Pahalı granit mermer kaplı, plastik palmiyeli “Sağlıkta Dönüşüm” show vitrini Türkiye’ye göstermediği ağır “insani bedeli” artık saklayamıyor.

Sağlık çalışanları  “sistematik” maruz kaldıkları ölümcül şiddet, tüketici iş yükü, hakkaniyetsiz  uygulamalar, bitmek bilmeyen nöbet işkencesi, kaybedilen mesleki haklar ve vatandaşın “içi boşaltılmış” sağlık hakkı için 13 Mart’ta grevde olacaklar..

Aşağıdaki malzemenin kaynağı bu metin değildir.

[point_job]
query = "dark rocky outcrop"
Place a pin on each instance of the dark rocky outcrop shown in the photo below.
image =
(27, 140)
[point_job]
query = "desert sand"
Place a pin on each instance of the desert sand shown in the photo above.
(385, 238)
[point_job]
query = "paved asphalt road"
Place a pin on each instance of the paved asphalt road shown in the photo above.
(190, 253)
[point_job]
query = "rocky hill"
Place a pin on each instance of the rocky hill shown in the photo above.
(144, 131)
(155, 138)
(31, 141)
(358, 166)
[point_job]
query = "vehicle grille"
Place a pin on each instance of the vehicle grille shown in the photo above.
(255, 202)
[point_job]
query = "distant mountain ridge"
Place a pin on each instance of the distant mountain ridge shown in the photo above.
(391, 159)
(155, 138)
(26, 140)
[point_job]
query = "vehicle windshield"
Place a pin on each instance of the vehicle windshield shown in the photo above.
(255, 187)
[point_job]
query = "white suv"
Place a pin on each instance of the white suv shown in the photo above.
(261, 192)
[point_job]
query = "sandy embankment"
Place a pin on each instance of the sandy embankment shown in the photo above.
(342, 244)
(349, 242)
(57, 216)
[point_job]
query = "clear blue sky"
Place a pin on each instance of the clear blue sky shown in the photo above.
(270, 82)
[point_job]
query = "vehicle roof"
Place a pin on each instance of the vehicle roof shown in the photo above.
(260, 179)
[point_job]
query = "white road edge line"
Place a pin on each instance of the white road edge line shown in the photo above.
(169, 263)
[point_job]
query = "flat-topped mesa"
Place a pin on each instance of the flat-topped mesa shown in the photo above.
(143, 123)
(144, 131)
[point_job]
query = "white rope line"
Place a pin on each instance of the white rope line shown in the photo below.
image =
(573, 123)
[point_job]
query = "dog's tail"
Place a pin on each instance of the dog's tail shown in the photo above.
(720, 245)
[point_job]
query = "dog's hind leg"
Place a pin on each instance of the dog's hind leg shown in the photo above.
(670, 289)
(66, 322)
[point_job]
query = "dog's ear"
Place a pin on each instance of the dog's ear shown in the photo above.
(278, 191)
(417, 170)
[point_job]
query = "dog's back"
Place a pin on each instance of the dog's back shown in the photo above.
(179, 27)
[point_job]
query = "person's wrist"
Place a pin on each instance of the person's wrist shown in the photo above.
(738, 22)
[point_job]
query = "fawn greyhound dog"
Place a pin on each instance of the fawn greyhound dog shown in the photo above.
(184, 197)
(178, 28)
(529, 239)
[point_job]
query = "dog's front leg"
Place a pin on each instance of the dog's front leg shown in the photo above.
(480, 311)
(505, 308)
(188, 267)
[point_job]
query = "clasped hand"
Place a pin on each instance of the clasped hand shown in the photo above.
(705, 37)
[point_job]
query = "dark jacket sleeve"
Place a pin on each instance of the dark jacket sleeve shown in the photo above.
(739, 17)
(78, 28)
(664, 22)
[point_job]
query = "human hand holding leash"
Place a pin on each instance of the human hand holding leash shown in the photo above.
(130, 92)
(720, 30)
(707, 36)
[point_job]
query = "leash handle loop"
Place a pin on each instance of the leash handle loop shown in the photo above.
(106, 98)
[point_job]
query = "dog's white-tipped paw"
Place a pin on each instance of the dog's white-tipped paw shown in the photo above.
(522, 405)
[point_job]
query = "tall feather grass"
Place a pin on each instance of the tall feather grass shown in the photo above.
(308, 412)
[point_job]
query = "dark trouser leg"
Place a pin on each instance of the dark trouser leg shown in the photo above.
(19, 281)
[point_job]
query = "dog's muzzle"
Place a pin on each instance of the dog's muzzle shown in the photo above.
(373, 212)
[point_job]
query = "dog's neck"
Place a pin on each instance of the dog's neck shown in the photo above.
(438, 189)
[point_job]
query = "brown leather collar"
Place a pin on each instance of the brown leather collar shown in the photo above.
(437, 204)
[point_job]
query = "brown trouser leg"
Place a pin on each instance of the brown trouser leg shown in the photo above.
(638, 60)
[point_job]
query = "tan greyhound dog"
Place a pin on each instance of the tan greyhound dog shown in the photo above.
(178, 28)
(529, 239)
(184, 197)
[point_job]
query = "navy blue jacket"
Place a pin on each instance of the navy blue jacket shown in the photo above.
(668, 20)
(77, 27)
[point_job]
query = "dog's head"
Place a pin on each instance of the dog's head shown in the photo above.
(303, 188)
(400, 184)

Hekiminden taşeron temizlik işçisine, hemşiresinden sağlık teknisyenine, tüm çalışanlar, hastane işletmesinin karı şiştikçe tıp hizmetini  “niceliğe”, hastaları puan ve katılım payına  dönüştüren ve çalışanlara “insan” kabul etmeyen, emek sömürgeni “ilkel birikimci” sisteme karşı seslerini yükseltecekler..

On iki yıl önce başlayan “sağlıkta dönüşüm” hikayemiz “sağlıklı toplum” yaratmak yerine “hastalıklı vatandaş” ve “ucuz-esnek çalışan beyaz gömlekli emekçi” üreten devasa ticari sektör kurulumu tamamlanınca final yaptı.      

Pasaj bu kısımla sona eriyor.